Sevens (Politiko) :: Drive-by Truckers – Ramon Casiano

(In October of 2008 we flipped the script on our Sevens column with Politiko, focusing solely on political songs until the general election. It’s now 2016…and we’re back.)

"It all started at the border / and that's still where it is today / someone killed Ramon Casiano / and the killer got away." The opening line to "Ramon Casiano" sounds as much like the invocation of a Cormac McCarthy novel as it does the lead track from a Drive-by Truckers album. But the first song on the Truckers' most thoroughly political album, American Band, opens with what seems like ought to be its most salient detail. Instead it becomes something much larger in the details.

The titular person was a 15-year-old Mexican boy killed in a disagreement with a 17-year-old American named Harlon Carter in 1931. Carter was convicted and sentenced to three years before an appeal overturned his sentence based on the judge's instructions to the jury before deliberation.

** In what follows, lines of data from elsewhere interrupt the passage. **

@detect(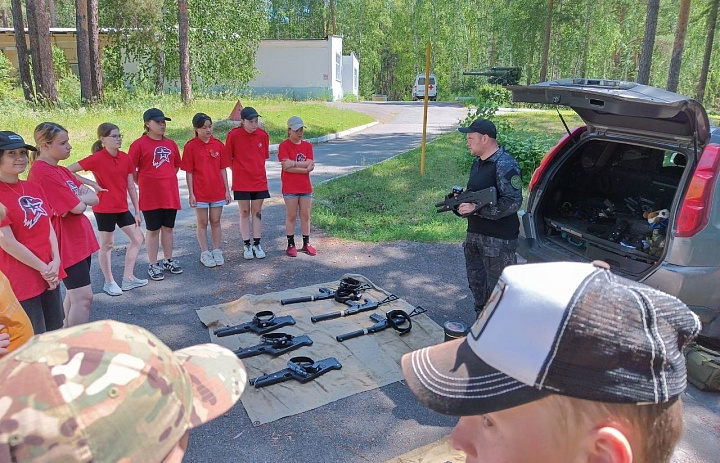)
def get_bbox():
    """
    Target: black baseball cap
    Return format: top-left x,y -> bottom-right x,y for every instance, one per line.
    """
193,113 -> 212,129
143,108 -> 172,122
402,261 -> 700,416
458,119 -> 497,138
240,106 -> 261,120
0,130 -> 37,151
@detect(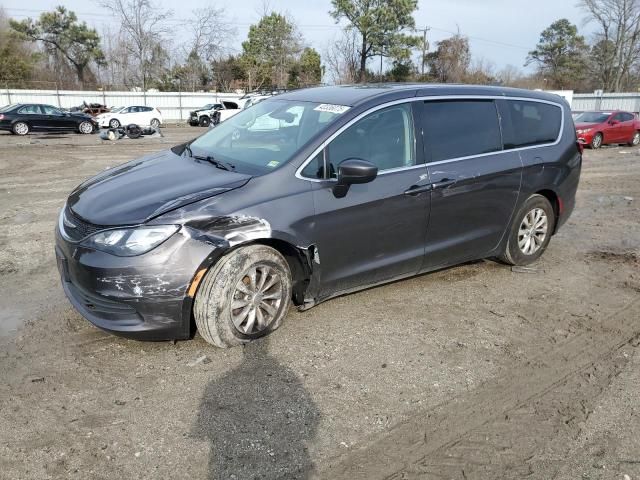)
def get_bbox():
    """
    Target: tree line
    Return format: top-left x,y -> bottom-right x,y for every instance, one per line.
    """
0,0 -> 640,91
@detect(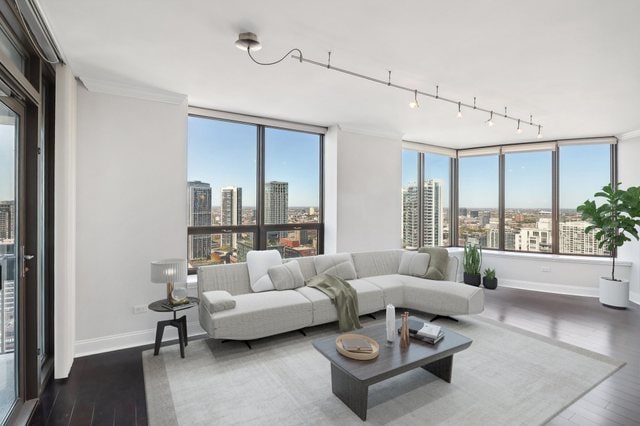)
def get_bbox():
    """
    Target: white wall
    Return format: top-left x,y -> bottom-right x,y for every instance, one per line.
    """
618,132 -> 640,304
325,127 -> 402,253
53,65 -> 77,379
72,86 -> 201,356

He was never re-tried and the incident itself stayed buried until Carter was confronted about it in 1981.

This doesn't sound like an intensely important event, aside from the lack of justice, until you trace out Carter's life afterward. Throughout his adult life, he served as a border patrol agent and even became the head of all federal border operations during the time of the infamous Operation Wetback during the 1950s. He also became an active member of the National Rifle Association, then a fairly benign group dedicated to promoting sports shooting and hunting activities. But that would change in 1968.

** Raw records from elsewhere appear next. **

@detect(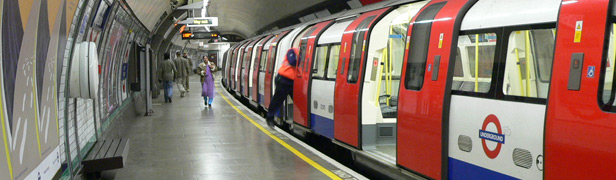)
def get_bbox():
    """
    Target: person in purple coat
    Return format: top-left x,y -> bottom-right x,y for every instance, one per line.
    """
199,56 -> 215,108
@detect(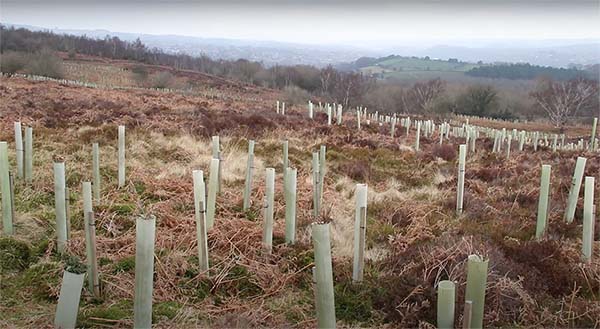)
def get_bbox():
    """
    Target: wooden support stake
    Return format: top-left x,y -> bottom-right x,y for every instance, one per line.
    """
463,300 -> 473,329
456,144 -> 467,215
87,211 -> 100,297
0,142 -> 14,235
312,223 -> 336,328
437,280 -> 456,329
263,168 -> 275,254
582,176 -> 595,263
319,145 -> 327,204
465,255 -> 488,329
242,140 -> 254,211
565,157 -> 587,223
92,143 -> 100,202
54,271 -> 85,329
54,162 -> 68,254
23,127 -> 33,184
312,152 -> 321,219
535,165 -> 551,240
15,122 -> 25,178
352,184 -> 367,282
206,159 -> 220,230
418,121 -> 421,152
589,118 -> 598,151
192,170 -> 209,272
118,126 -> 125,188
133,216 -> 156,328
65,187 -> 71,240
285,167 -> 298,244
81,182 -> 95,291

The Gun Control Act of 1968 was the first legislation passed to restrict gun sales and transport in some way since the 1930s. The NRA leadership found itself supporting some parts of the law and not others, but Harlon Carter was insistent that the NRA should opposed all gun legislation at all times. As a piece from the Washington Post noted about Carter: "Asked in 1975 if he would rather let convicted violent felons and the mentally deranged buy guns than endorse a screening process for gun sales, Carter did not hesitate to say yes. That’s the 'price we pay for freedom.'"
Carter would lead a revolt from within the ranks of the NRA, and in 1977 he would become its president. Over the eight years of his leadership, he would push the NRA to become one of the most powerful lobbying organizations in the United States - powerful enough to almost permanently derail more serious consideration of further gun control.